Esta serie fotográfica es un viaje emocional y visual que traduce esa experiencia: la omnipresencia del agua, el eco de la isla y el reencuentro con uno mismo a través de paisajes que evocan el pasado, pero también abrazan el presente. La maldita circunstancia del agua es una invitación a reflexionar sobre cómo los lugares y los elementos naturales moldean nuestra identidad, y cómo, al alejarnos, encontramos nuevas formas de regresar a ellos.

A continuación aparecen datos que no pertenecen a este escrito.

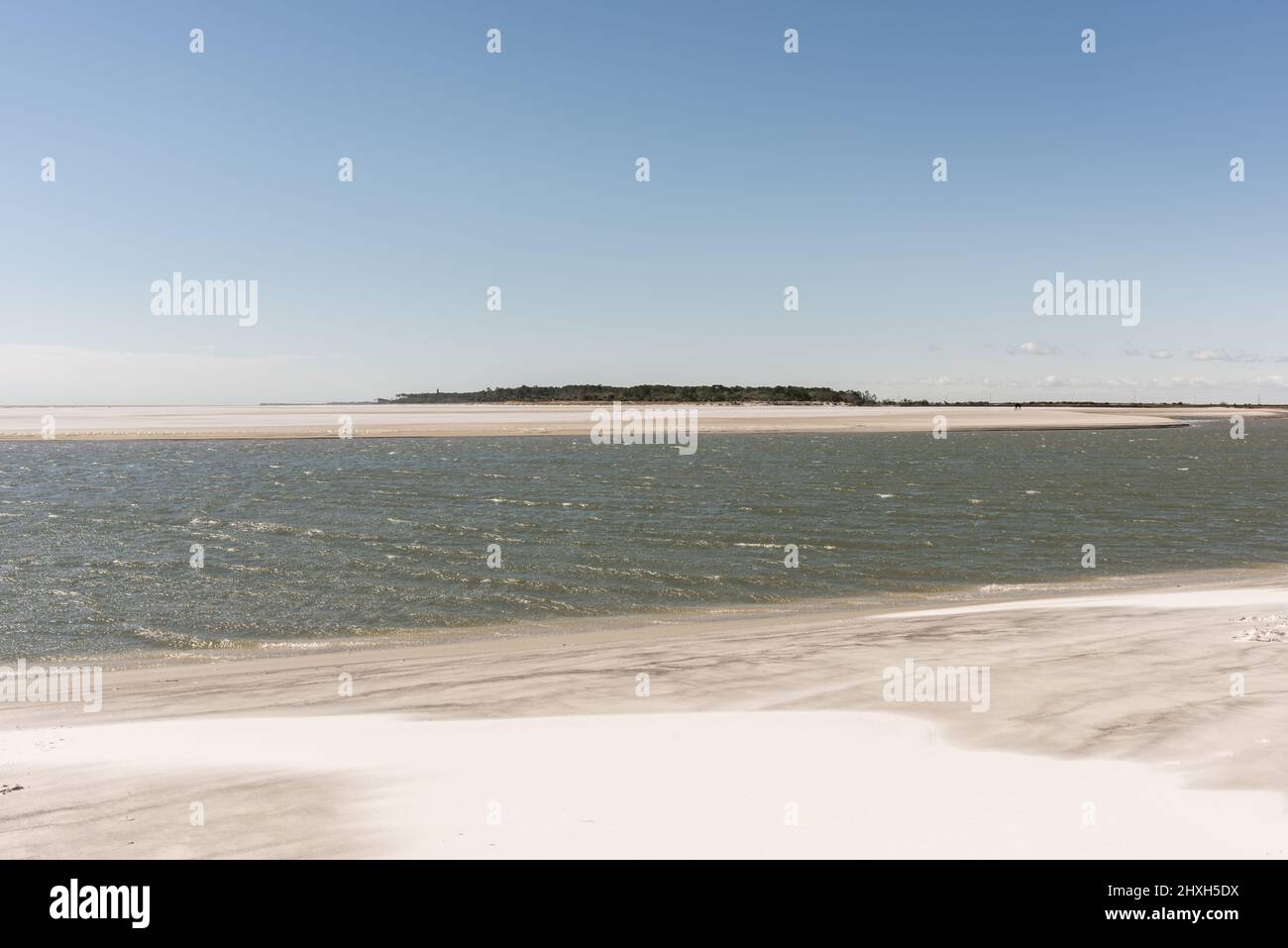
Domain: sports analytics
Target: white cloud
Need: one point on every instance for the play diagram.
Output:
(1034, 350)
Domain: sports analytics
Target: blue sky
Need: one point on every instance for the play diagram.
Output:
(518, 170)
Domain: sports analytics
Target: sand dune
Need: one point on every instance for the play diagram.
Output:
(1115, 729)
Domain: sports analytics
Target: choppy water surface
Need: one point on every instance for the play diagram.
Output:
(309, 540)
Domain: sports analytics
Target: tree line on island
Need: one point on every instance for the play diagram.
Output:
(725, 394)
(690, 394)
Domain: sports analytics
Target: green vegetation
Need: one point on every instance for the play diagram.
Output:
(691, 394)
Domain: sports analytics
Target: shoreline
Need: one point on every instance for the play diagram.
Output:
(1124, 703)
(618, 626)
(215, 423)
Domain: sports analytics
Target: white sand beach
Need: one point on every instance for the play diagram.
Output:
(133, 423)
(1128, 719)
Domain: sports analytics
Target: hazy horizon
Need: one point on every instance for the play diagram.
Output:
(518, 170)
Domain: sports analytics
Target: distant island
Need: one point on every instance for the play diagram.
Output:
(732, 394)
(687, 394)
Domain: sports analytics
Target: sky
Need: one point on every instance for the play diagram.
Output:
(518, 170)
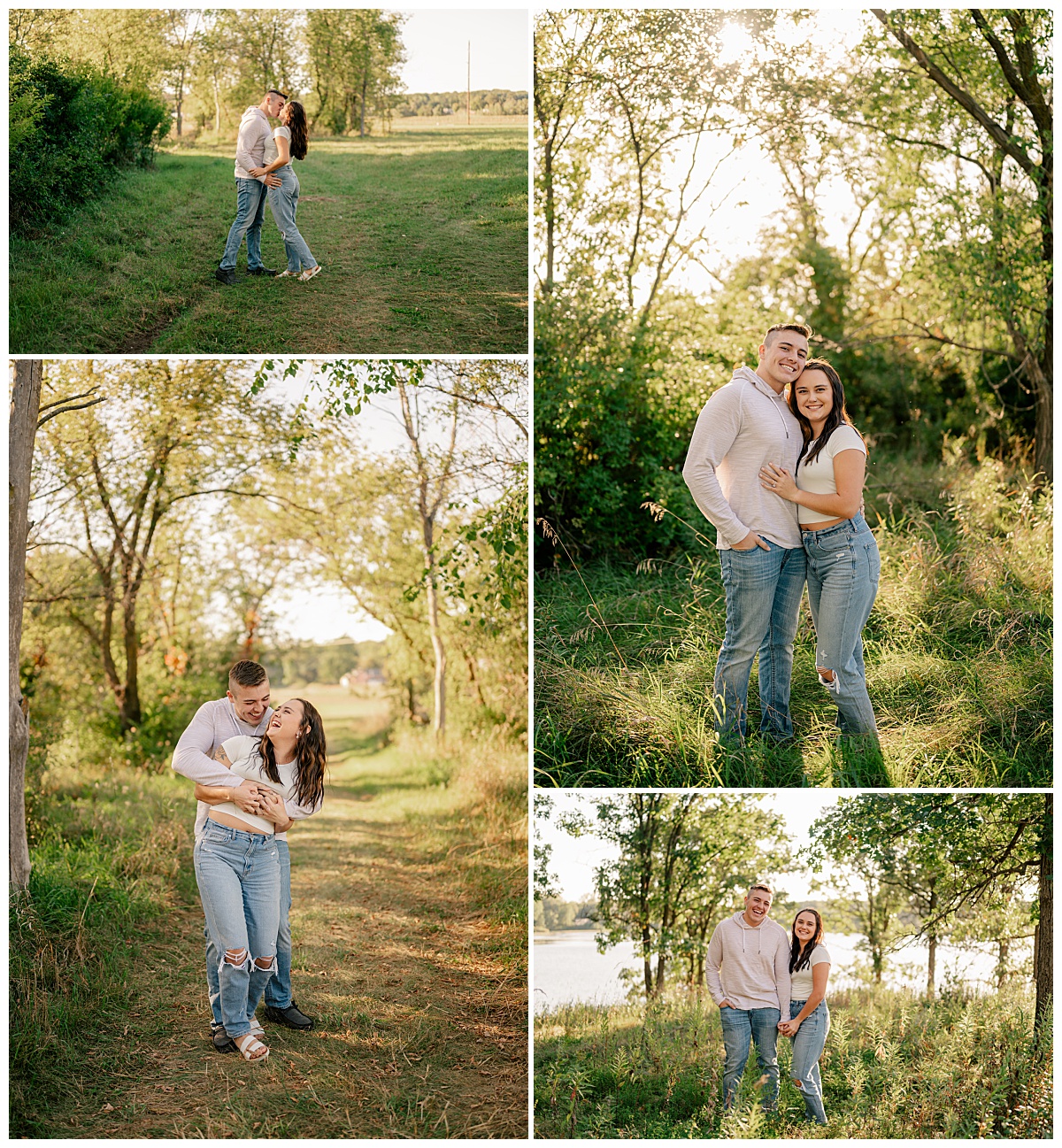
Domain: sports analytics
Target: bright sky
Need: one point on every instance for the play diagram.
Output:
(574, 859)
(746, 189)
(436, 46)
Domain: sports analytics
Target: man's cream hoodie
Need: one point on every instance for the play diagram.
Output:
(749, 966)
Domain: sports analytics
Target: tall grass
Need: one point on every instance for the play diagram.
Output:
(958, 651)
(895, 1067)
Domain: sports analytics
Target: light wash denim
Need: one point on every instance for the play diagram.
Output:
(742, 1028)
(250, 212)
(278, 992)
(843, 572)
(284, 202)
(807, 1048)
(239, 884)
(764, 589)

El mar en Argentina no tiene la claridad que permite ver el reflejo del sol sobre el agua, pero en Brasil eso es posible. El agua allí es tan clara que permite que la luz se filtre y se vea como un rayo brillante. Esa experiencia me recordó mucho a Cuba, y esa conexión fue algo que había estado buscando durante mucho tiempo. Curiosamente, me fui tan lejos, pero encontré algo de Cuba en un lugar tan distante.
Esta serie nació de esa sensación: la forma tan particular del agua en Brasil. La claridad del mar me hizo sentir una cierta intimidad, que trato de transmitir en las fotos, incluso sin que los sujetos que fotografío sean conscientes de ello. Fue un espacio en el que pude ver a las personas relajadas, en una quietud que se refleja en la imagen. Y creo que, de alguna manera, esa sensación también me ocurrió a mí.
Por ahora, este trabajo sigue siendo inconcluso, pero está creciendo en su proceso.